Question

Should I calculate normalization factors in edgeR using all libraries or using only the compared libraries?

0

Entering edit mode

Peter • 0

@peter-7104

Last seen 5.2 years ago

Ireland

I have 3 groups: untreated, negative control (mock treatment), and treated; with 3 replicates in each. I am looking for differential expression between the groups, most importantly the negative control -- treated.

Which is a better approach:
- calculating the normalization factors using all 9 libraries, or
- calculating the normalization factors using only the 2×3 libraries that are compared at a time (and load in three count tables, entirely separately)?

Example for first option:

groups <- factor(c("A", "A", "B", "C", "C", "A", "B", "B", "C"))
dgedata <- DGEList(counts=rnadata, group=groups)
keep <- rowSums(cpm(dgedata) > 1) >= 3
dgedata <- dgedata[keep, keep.lib.sizes=FALSE]
dgedata <- calcNormFactors(dgedata, method=c("TMM"))
dgedata <- estimateCommonDisp(dgedata)
dgedata <- estimateTagwiseDisp(dgedata)
dgedata.results <- exactTest(dgedata, pair=c("A", "B"))

(This is mostly theoretical, as the two approaches differ in only about 20 DE genes (out of hundreds), in each comparison, but I am wondering about the justifications.)

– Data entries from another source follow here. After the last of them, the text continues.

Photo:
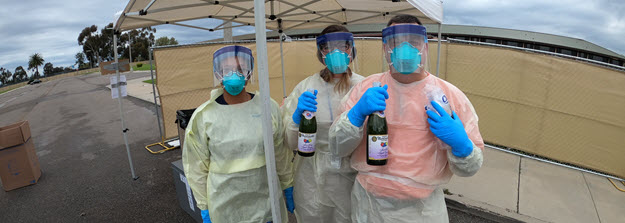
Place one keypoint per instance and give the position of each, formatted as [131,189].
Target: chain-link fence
[556,107]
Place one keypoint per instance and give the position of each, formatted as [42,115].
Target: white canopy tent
[278,15]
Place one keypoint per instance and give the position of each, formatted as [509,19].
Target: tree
[19,75]
[47,69]
[140,41]
[5,76]
[34,62]
[164,41]
[80,58]
[98,45]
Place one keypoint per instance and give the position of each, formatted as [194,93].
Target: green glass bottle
[307,133]
[377,137]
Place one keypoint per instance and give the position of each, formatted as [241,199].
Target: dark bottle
[307,133]
[377,137]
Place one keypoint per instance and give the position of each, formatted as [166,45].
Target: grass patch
[143,67]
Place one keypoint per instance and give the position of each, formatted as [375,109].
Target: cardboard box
[19,165]
[184,193]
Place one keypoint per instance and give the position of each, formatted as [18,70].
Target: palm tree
[35,61]
[19,75]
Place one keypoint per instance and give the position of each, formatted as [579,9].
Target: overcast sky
[52,27]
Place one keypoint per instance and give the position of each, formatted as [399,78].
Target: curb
[487,211]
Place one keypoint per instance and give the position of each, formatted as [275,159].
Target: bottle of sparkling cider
[377,137]
[307,133]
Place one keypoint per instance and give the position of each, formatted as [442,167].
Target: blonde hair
[345,82]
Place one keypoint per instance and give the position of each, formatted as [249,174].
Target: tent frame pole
[158,119]
[263,79]
[438,55]
[121,107]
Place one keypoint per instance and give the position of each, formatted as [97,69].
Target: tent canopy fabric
[280,14]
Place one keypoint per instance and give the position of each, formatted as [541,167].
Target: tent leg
[121,107]
[438,56]
[282,63]
[263,79]
[158,119]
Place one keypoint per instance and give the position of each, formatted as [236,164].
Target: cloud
[601,22]
[52,27]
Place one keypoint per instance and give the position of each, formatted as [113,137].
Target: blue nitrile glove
[288,196]
[374,99]
[305,102]
[205,216]
[450,130]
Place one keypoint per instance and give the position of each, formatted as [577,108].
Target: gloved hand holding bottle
[288,196]
[306,102]
[205,216]
[374,99]
[450,130]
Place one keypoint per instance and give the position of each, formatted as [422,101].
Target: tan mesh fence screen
[559,108]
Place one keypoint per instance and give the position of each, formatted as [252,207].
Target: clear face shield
[233,66]
[405,48]
[337,50]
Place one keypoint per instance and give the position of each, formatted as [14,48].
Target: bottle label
[308,115]
[380,113]
[306,142]
[378,147]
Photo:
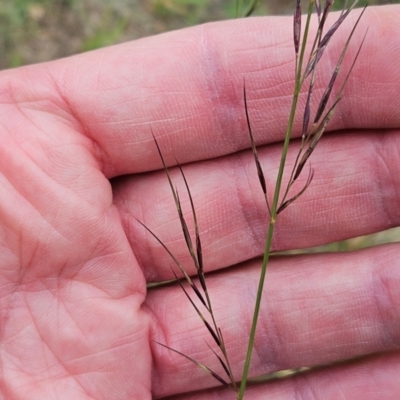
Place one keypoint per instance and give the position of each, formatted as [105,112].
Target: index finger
[188,85]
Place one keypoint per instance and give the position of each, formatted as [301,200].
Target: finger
[188,86]
[316,309]
[355,191]
[374,377]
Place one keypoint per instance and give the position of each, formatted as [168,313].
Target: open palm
[78,165]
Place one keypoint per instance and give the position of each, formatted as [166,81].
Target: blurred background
[33,31]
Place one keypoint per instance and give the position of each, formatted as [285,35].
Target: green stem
[275,206]
[267,251]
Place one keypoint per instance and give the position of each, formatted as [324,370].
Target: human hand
[76,322]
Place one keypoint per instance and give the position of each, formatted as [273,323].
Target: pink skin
[76,321]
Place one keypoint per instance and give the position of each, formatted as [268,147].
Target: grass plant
[307,62]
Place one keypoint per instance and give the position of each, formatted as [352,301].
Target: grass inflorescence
[313,128]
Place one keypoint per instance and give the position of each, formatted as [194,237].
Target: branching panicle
[305,72]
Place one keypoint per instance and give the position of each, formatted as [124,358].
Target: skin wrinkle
[227,110]
[247,191]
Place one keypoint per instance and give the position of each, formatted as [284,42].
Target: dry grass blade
[197,258]
[200,314]
[200,365]
[297,27]
[322,43]
[295,197]
[319,128]
[185,274]
[260,172]
[224,366]
[251,8]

edgeR calcNormFactors RNA-seq • 1.3k views

ADD COMMENT • link updated 9.4 years ago by Aaron Lun ★ 28k • written 9.4 years ago by Peter • 0

score 2 · Accepted Answer · 2014-11-27

You should use all of the libraries in a dataset when running edgeR, as this provides more residual d.f. for dispersion estimation. This means you should be calculating normalization factors for all 9 libraries at once, rather than separately analyzing a count table for each of the three pairwise comparisons.

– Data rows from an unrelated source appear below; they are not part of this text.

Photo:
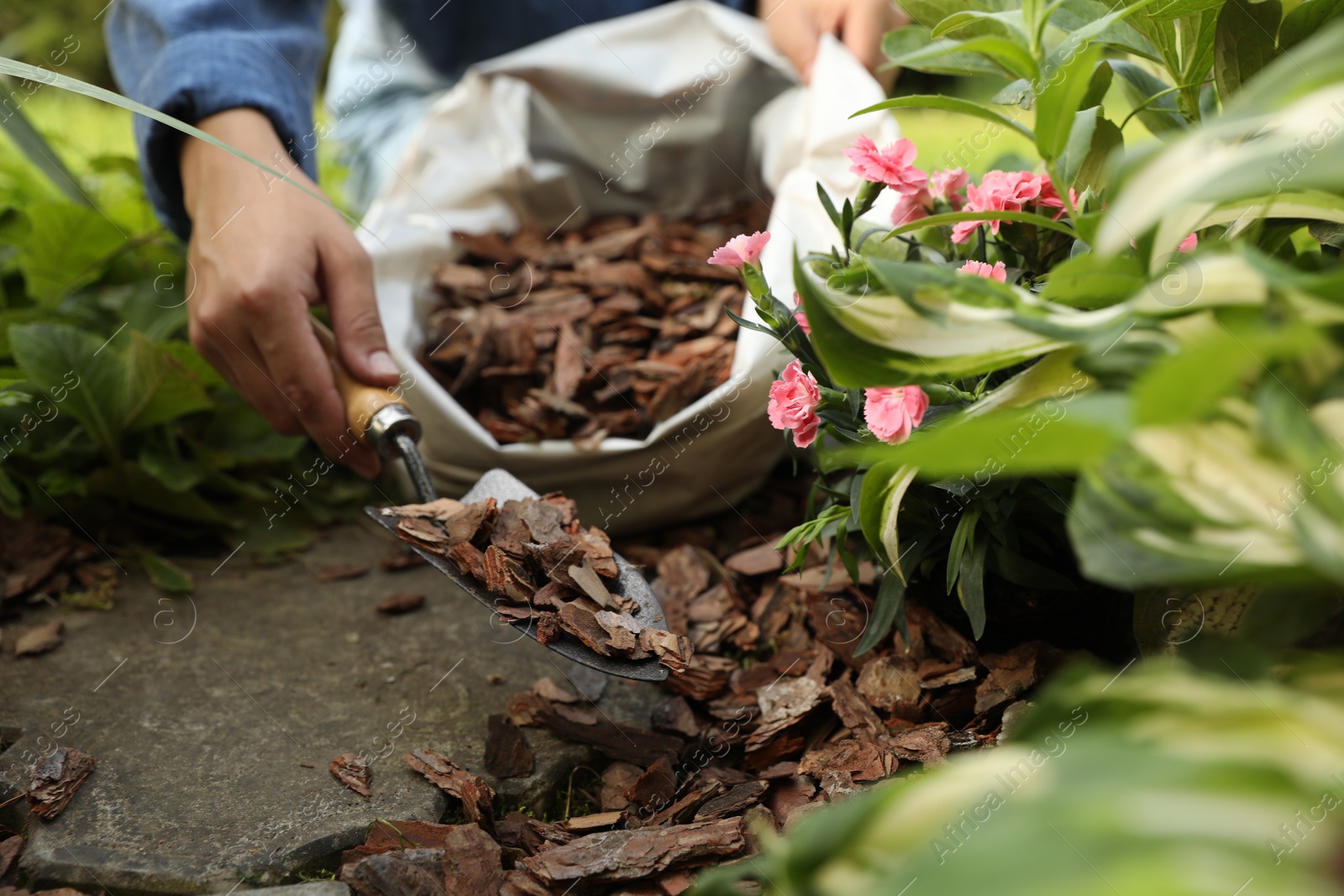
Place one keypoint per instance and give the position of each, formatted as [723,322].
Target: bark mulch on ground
[772,718]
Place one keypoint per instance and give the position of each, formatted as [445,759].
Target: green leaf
[1079,145]
[949,103]
[936,58]
[830,206]
[132,484]
[1189,385]
[879,508]
[1007,55]
[78,372]
[1021,441]
[1016,569]
[1058,102]
[1092,175]
[1019,93]
[40,154]
[1011,19]
[69,248]
[889,606]
[175,391]
[971,587]
[956,217]
[159,459]
[1095,281]
[1305,20]
[65,82]
[1182,8]
[1243,42]
[165,574]
[1100,85]
[1073,15]
[1159,116]
[963,537]
[11,500]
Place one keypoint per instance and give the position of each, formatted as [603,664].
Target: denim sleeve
[192,58]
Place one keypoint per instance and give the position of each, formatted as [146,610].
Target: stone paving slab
[201,712]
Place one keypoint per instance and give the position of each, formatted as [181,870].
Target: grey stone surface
[201,711]
[312,888]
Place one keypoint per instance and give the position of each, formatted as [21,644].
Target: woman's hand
[796,26]
[261,253]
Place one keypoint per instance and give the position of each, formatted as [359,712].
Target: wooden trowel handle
[362,401]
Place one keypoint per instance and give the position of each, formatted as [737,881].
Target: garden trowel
[383,422]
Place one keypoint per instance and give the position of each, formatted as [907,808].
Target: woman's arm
[195,58]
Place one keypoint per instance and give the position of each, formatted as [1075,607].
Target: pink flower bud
[741,250]
[793,405]
[894,411]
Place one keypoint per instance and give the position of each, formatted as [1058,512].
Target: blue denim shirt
[192,58]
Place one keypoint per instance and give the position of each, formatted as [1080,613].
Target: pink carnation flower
[948,184]
[980,269]
[894,411]
[793,405]
[891,165]
[741,250]
[942,184]
[800,316]
[998,191]
[1050,196]
[911,207]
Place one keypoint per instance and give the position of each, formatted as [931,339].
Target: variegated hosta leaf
[1162,779]
[1258,148]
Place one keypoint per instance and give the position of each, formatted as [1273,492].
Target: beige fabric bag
[662,110]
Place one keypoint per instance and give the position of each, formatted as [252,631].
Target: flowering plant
[1085,367]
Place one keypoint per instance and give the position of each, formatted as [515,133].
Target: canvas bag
[662,110]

In any case, the actual normalization factors should not be very different. calcNormFactors picks a reference library and calculates the near-median M-value (i.e., the systematic difference) of each other library against that reference. If you change the input libraries, the only effect on the calculation would concern the reference library that is chosen. The size of the systematic difference between two libraries should not change much, whether it is calculated directly between libraries or through the reference (i.e., calculate A against reference, then B against the reference, to get A against B).